La proposta arriva alla fine. Via libera al federalismo fiscale accompagnato dal Senato delle regioni e dalla riforma della legge elettorale. Il destinatario è Umberto Bossi e Gianfranco Fini si rivolge a lui definendolo «il governo». Il neopresidente già dimissionario di Fli lancia la sua offerta all'indomani della nota con cui il Quirinale, per la prima volta, ha parlato esplicitamente di elezioni anticipate qualora nonn cessi lo scontro politico-istituzionale in atto. Una posizione che ha scatenato la reazione della stampa vicina al premier, la quale ha attaccato Giorgio Napolitano definendolo «peggio di Scalfaro». Lo scontro è passato dai magistrati al Colle.

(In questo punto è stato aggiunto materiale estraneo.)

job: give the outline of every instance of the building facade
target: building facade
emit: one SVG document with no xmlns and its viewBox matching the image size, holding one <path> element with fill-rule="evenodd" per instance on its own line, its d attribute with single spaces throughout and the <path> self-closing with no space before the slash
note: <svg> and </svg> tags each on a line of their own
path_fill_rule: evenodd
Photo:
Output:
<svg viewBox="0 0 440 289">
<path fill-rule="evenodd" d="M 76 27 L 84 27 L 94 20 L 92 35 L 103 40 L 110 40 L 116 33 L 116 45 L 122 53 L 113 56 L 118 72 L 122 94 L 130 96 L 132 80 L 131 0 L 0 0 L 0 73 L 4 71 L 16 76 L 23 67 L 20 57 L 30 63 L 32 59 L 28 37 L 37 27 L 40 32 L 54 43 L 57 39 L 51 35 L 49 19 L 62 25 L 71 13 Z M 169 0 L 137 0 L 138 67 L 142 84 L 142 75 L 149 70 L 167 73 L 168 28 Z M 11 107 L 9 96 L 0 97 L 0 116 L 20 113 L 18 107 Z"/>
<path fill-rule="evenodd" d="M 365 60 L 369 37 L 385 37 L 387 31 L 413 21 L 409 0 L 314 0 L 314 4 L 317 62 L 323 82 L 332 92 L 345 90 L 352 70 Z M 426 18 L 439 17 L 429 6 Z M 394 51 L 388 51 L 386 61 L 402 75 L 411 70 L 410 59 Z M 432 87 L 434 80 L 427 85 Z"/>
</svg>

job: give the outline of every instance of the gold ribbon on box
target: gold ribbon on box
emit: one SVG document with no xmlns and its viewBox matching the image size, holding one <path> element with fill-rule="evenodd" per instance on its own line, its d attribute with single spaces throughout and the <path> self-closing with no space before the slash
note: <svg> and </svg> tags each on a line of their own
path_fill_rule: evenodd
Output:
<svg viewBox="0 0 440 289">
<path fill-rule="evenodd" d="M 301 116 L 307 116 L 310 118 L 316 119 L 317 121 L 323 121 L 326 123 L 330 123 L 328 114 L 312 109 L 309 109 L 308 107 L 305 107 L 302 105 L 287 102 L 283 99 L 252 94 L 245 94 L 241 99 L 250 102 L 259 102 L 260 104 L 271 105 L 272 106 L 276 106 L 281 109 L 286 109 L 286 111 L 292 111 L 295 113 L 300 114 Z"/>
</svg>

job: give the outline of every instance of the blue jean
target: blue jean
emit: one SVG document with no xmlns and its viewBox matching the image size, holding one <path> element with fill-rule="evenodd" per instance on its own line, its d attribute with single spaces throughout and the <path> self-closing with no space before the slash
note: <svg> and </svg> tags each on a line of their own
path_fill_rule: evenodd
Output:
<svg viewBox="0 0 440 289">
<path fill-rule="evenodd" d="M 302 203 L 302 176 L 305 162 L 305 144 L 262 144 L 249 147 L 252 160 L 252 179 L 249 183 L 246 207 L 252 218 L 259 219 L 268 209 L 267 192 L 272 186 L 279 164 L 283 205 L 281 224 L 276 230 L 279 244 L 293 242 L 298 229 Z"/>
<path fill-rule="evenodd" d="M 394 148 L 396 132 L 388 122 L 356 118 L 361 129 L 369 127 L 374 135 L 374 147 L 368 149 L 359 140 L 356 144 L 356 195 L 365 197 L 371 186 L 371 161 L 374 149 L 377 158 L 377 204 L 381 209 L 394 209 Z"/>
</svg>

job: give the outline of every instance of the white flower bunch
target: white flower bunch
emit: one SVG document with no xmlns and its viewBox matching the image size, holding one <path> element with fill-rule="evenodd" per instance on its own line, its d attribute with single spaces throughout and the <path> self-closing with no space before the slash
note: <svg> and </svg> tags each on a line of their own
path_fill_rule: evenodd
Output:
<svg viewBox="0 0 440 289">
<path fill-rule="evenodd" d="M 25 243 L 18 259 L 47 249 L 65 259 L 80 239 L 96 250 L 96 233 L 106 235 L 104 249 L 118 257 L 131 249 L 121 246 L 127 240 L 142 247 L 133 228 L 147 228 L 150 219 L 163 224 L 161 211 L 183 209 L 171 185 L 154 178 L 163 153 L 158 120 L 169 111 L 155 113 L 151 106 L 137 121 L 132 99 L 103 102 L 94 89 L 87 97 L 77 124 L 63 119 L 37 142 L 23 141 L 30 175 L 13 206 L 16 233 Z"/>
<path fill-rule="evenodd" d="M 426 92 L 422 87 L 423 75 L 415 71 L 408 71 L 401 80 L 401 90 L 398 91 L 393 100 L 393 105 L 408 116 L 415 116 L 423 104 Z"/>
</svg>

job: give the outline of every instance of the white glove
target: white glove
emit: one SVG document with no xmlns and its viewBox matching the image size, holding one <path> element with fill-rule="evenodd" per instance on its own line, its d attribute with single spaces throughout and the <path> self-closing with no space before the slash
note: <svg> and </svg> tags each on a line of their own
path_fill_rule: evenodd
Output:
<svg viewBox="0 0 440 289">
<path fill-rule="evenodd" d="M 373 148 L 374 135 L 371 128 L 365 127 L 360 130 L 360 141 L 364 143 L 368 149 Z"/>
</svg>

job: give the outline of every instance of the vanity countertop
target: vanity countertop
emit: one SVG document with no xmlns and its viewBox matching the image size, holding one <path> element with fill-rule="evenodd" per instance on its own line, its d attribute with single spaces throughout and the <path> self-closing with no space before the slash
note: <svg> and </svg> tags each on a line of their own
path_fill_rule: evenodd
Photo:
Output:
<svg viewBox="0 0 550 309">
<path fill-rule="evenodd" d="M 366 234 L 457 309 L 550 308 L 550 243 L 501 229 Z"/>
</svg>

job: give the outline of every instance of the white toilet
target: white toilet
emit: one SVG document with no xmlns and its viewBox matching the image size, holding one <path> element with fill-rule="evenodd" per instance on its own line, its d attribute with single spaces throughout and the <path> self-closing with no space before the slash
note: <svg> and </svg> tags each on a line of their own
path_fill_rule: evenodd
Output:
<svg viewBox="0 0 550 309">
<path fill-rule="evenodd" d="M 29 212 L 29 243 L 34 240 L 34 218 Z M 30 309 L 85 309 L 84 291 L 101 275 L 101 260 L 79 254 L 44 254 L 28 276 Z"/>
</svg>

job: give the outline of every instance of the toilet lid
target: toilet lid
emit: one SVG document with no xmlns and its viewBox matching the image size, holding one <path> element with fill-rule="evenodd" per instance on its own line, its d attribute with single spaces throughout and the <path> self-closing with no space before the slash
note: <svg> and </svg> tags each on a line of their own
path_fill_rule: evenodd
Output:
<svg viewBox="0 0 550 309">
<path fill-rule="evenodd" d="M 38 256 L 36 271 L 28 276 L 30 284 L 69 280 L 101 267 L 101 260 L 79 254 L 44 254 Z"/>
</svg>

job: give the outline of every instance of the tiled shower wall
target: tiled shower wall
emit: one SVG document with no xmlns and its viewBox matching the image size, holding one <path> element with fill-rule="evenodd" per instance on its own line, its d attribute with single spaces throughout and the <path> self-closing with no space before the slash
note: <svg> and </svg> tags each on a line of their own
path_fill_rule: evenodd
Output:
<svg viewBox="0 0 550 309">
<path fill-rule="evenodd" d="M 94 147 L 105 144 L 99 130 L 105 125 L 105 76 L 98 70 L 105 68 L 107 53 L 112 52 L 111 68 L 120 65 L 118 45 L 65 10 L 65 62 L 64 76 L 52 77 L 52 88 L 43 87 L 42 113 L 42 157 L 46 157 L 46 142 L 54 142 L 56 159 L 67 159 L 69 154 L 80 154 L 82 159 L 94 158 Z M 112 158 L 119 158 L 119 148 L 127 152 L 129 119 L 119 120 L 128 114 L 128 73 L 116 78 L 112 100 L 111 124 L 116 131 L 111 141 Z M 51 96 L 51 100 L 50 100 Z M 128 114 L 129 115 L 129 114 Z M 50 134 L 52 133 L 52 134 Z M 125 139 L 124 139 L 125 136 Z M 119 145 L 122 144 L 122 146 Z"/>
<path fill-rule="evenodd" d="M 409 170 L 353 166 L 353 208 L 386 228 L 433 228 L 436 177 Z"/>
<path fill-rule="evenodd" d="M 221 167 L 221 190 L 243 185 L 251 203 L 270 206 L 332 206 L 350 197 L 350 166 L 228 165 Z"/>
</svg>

Fini tenta il Carroccio sul terreno più caro
È in questo contesto che va inserita la proposta, altrimenti non nuova, di Fini. Il presidente della Camera chiede alla Lega di prendere posizione. Finora il Carroccio non ha mai allentato il vincolo di fedeltà con l'alleato. Bossi ha però anche mostrato di non volersi immischiare più di tanto. Dice che i pm esagerano ma anche Berlusconi ha le sue colpe. E soprattutto il leader della Lega ha mostrato grande attenzione al rapporto con il Quirinale. Ora però tutto ciò potrebbe non bastare più. Ed è su questo che gioca Fini.
La richiesta di dimissioni al premier? Solo un pretesto
Del resto era l'unica carta spendibile da parte del leader di Fli. La sfida alle dimissioni contestuali lanciata al Cavaliere, quel ricordargli che se lui è presidente della Camera grazie al sostegno degli ex alleati, Berlusconi siede a palazzo Chigi per «qualche milione di voti» finiani, è stato solo un espediente. Un modo per sottolineare che il Cavaliere, per ragioni del tutto «personali», non può permettersi di lasciare la presidenza del Consiglio mentre «io non ho alcun problema a uscire da Montecitorio».
I colonnelli già inguaiano il nuovo partito
Stilettate buone per fare scattare in piedi la platea e anche per rassicurarla su un progetto, quello di Futuro e libertà, che appena nato mostra già crepe evidenti: alla chiusura dell'assemblea costituente Fini non ha potuto infatti ufficializzare l'organigramma del partito al centro ancora delle faide interne, tra chi vorrebbe Italo Bocchino numero due di Fli e gli altri preoccupati del troppo potere del capogruppo di Montecitorio. Per un partito che guarda anche nel nome al «futuro» sa tanto di vecchio. Forse è per questo che al termine del suo lungo intervento Fini si è guardato bene dallo stringere le mani protese dei suoi nuovi colonnelli, preferendo come foto ricordo di questa assemblea costituente il centinaio di giovani seduti sulla collina di prato pronto alle sue spalle.